1936 Yılbaşı akşamı... O gece saat 23.00 kadar Çankaya’da arkadaşlarıyla çalışan Atatürk yeni yılı karşılamak için yapılan eğlenceye katılmak üzere yola çıkar.
Salon tıklım tıklım doludur. Nihayet saat 23.00’de bir haber, “Atatürk geliyor.” Atatürk giriş kapısından içeri girer. Kendisinin paltosunu almak isteyenleri durdurarak vestiyerin olduğu merdivenlerden inmeye başlar.
Birden gözü orada bekleyen iki inzibat erine takılır. Onlara dönerek, “Burada ne bekliyorsunuz?” diye sorar. Şaşkınlıktan ne diyeceklerini bilemeyen erlerin cevabını beklemeden, “Anladım, sizde benim gibi buraya davetlisiniz. Peki, neden yukarı çıkmadınız? Haydi, üstünüzdekileri vestiyere bırakın, sizi bekliyorum. Yukarı birlikte çıkacağız. Fakat benim yanımdan bir karış bile ayrılmayacaksınız” der.
Erler bu büyük insana ne diyeceklerini bilememenin sıkıntısıyla kendi nazarlarındaki en kıymetli kelimeyle “Emret komutanım” derler.
Atatürk merdivenlerden çıkarken yanına gelmek isteyenler çok olunca erlerin geride kaldığını görerek “Siz yanıma gelin ve yanımdan hiç ayrılmayın” ikazını yapar.
Salonda oturacağı masaya geldiklerinde yanındakilere sağ ve solunda oturacak olanların kaydırılmasını isteyerek erleri sağ ve solundaki koltuklara oturtur. Dünyanın hiç görmediği ve göremeyeceği muhteşem bir tablodur bu.
Ve bu tabloya dünyanın işitip işitebileceği en önemli bir mesaj olan şu sözlerle imza atar. “Ben tüm bu güzelliklerin, neşenin, coşkunun yolunu açabilmek adına yıllarca siperlerde bu yiğit Mehmetçik ile mücadele verdim. Bu zafer her şeyden önce onların eseridir. Bu durumda, bu kutlamada eğlenmek herkesten önce onların hakkıdır. Onlar bu vatanı kurtarırken benim sağ ve sol kolumdu. Vatan onların varlığıyla yaşayacak. Bu yüzden onların bugünde yeri başkomutanlarının sağ ve sol omuz başı olmalıdır.”

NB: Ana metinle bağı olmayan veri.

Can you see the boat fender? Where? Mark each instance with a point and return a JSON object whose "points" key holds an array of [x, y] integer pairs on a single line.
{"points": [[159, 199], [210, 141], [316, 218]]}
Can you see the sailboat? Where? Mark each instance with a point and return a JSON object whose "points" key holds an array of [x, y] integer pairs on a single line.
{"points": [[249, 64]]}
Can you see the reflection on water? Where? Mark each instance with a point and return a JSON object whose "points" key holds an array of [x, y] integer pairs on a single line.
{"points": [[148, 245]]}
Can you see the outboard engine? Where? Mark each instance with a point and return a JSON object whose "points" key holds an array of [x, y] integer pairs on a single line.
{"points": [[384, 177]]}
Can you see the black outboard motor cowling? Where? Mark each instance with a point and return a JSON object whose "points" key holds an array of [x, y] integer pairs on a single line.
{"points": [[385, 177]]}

Salonda hiç istinasız herkes bu sözler üzerine gözyaşlarını siliyordu. Aslında, ahde vefa, sevgi, saygı, inanç, koruma, sahip olmanın değil sahip çıkmanın önemi gibi ne çok anlam ileten bir davranış…

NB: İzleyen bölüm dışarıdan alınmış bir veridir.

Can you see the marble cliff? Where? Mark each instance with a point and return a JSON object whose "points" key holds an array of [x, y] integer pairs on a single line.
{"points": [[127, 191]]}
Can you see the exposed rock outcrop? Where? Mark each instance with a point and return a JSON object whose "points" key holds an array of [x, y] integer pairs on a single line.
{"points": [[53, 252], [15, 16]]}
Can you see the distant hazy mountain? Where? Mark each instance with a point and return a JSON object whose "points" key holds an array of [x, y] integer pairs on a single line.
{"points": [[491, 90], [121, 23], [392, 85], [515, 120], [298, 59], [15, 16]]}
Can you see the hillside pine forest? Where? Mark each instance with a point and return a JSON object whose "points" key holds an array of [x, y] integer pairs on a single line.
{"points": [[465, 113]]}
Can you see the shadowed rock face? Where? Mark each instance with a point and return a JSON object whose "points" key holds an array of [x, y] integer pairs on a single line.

Bunun ardından diğer bir önemli davranış modeli olarak yaverini çağırarak, “Amirlerine haber verin. Bu iki yiğidi bu akşam izinli saysınlar” demesi.
Yani ben yaptım oldu değil. Silsiledeki hiçbir kişinin vazifesine müdahale edemeyeceğinin iletisi…
(BU HATIRAT İLKNUR GÜNTÜRKÜN KALIPÇI’NIN KONFERANS KONUŞMALARINDAN ALINMIŞTIR.)